USA Today had an interesting article today about how founder-led companies perform better than their non-founder-led counterparts, with a 15-year stock price appreciation of 970% vs. the S&P 500 average of 222%. That’s pretty powerful data.
The general reasons cited in the article include
founders having deep industry knowledge…having a powerful presence in the company…having a huge financial stake in the success of the business…not looking for the next job so can take a long-term perspective…being street fighters early on
I think all those are true to some extent. And it’s certainly true, as one of the CEOs interviewed for the article said, that it’s not because founders are smarter or harder working. But to add to the dialog, I think there are two other big reasons founders may be more successful at generating long-term returns for their companies. One is much more tactical than the other.
1. Founders have a deep, emotional connection to the business. For many of us, and certainly for the 15-year-plus variety mentioned in the article, a founder’s company represents his or her life’s work. Whether or not your name is on the door like Michael Dell, as a founder, your personal reputation and in many cases (perhaps in an unhealthy way), your sense of self worth is tied to the success of the business. I’m not suggesting that “hired” CEOs don’t also care about their reputations, but there is something different about the view you have of a business when you started it.

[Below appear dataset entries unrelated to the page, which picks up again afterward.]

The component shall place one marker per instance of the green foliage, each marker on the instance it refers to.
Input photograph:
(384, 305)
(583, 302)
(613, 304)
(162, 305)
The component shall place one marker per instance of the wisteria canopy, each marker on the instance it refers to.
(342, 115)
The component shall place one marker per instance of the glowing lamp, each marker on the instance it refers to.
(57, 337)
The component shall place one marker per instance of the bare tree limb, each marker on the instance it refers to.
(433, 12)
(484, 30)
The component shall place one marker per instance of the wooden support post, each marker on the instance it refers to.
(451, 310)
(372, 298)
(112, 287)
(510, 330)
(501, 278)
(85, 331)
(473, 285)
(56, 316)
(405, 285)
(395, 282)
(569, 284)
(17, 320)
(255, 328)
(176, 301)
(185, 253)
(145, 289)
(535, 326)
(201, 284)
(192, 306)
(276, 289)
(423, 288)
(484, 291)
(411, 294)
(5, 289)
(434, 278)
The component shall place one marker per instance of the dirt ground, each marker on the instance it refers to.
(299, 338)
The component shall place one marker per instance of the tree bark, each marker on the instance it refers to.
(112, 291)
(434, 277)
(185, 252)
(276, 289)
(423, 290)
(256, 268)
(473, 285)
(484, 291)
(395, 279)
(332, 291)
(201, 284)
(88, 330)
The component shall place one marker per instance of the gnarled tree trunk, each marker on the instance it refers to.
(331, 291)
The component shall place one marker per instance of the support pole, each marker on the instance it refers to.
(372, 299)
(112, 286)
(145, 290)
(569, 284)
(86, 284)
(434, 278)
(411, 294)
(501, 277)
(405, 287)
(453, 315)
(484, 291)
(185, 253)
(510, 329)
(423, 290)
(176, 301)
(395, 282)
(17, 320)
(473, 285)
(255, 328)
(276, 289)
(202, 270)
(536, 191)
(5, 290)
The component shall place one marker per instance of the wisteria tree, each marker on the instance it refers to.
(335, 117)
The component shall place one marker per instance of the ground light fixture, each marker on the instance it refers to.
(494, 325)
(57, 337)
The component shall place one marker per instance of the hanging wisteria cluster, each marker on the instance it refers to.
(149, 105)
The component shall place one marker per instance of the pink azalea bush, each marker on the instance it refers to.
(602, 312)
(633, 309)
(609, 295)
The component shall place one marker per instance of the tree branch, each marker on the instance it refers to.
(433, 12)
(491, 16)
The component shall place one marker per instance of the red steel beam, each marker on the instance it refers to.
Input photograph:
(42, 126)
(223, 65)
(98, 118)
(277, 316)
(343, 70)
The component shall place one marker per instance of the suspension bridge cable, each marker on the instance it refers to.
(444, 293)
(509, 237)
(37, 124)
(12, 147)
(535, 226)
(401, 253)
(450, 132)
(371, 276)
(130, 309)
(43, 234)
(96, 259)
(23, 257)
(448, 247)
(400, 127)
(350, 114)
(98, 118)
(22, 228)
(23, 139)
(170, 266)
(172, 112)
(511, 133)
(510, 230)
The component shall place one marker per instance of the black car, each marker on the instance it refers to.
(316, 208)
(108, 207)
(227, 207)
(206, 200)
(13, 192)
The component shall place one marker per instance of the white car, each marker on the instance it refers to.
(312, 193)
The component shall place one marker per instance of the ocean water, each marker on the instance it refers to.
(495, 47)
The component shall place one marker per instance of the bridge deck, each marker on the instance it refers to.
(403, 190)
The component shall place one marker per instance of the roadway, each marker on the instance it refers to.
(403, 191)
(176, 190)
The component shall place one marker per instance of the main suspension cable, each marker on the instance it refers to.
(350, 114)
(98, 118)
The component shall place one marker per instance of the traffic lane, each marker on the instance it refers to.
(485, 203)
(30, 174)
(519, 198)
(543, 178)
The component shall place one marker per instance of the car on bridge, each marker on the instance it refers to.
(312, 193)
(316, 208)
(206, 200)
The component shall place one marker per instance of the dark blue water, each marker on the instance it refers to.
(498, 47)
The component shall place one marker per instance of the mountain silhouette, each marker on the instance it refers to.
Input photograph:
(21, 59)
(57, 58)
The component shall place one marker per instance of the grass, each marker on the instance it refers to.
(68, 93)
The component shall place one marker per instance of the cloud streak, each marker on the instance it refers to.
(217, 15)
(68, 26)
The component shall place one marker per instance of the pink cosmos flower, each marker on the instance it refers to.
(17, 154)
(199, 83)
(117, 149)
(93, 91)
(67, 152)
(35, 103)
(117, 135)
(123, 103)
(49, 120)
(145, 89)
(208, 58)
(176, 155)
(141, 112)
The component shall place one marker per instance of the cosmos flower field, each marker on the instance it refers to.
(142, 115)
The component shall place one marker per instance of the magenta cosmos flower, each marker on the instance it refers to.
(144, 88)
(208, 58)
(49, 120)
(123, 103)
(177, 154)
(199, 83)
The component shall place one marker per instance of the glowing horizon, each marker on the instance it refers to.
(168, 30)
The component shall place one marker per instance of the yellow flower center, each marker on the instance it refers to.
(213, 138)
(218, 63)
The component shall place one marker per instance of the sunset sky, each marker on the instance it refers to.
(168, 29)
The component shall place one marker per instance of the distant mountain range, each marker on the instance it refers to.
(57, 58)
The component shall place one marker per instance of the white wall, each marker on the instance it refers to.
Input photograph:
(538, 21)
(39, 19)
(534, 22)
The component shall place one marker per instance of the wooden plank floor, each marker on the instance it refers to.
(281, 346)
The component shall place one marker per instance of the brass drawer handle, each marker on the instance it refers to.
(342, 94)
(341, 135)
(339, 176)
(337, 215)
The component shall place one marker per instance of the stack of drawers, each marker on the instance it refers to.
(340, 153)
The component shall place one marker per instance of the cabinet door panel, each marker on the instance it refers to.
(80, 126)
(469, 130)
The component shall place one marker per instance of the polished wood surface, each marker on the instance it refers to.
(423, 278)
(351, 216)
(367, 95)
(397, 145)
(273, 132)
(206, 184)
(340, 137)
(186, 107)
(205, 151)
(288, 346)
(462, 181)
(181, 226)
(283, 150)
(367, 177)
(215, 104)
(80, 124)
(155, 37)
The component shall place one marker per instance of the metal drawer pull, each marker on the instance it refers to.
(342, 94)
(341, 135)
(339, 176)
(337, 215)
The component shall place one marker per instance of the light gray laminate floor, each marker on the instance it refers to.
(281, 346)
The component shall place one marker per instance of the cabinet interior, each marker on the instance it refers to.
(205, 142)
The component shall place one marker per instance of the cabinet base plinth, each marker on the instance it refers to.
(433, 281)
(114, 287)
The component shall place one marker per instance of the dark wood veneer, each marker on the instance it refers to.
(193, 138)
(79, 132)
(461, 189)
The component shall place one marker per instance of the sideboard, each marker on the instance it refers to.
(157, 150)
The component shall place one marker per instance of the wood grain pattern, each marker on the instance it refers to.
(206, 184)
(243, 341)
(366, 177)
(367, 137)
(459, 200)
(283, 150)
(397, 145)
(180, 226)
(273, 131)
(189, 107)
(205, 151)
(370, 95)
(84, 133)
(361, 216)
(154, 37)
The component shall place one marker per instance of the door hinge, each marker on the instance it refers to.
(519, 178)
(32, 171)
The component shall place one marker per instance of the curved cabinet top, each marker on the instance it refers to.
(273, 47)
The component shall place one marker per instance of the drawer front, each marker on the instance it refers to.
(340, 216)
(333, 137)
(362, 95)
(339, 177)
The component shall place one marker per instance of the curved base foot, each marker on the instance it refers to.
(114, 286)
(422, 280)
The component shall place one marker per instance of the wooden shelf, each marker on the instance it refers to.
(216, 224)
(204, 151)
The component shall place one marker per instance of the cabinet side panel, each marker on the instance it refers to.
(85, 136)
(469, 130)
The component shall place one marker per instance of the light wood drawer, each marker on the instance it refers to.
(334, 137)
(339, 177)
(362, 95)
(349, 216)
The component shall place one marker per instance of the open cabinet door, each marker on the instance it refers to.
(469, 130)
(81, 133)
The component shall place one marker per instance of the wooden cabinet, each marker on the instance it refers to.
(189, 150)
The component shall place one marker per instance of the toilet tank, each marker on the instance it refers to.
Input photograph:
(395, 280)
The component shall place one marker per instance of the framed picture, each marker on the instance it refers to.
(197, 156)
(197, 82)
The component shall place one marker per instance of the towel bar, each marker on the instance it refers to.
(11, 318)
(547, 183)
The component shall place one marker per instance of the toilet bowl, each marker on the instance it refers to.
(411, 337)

2. Founders have longer tenures. The article didn’t say, but my guess is that for the 15 years analyzed, the average tenure of the founder-led companies was 15 years…and the average for the S&P 500 was something like 5 years. And while 5 years may seem like a long time in this day and age of job hopping, it’s not so long in the scheme of running and building an enterprise. It takes years to learn an industry, years to build relationships with people, and years to influence a culture. Companies that trade out CEOs every few years are by definition going to have less solid and consistent strategies and cultures than those who have more stability at the top, and that must influence long-term value as much as anything else.
I’m sure there are other reasons as well…comment away if you have some to add!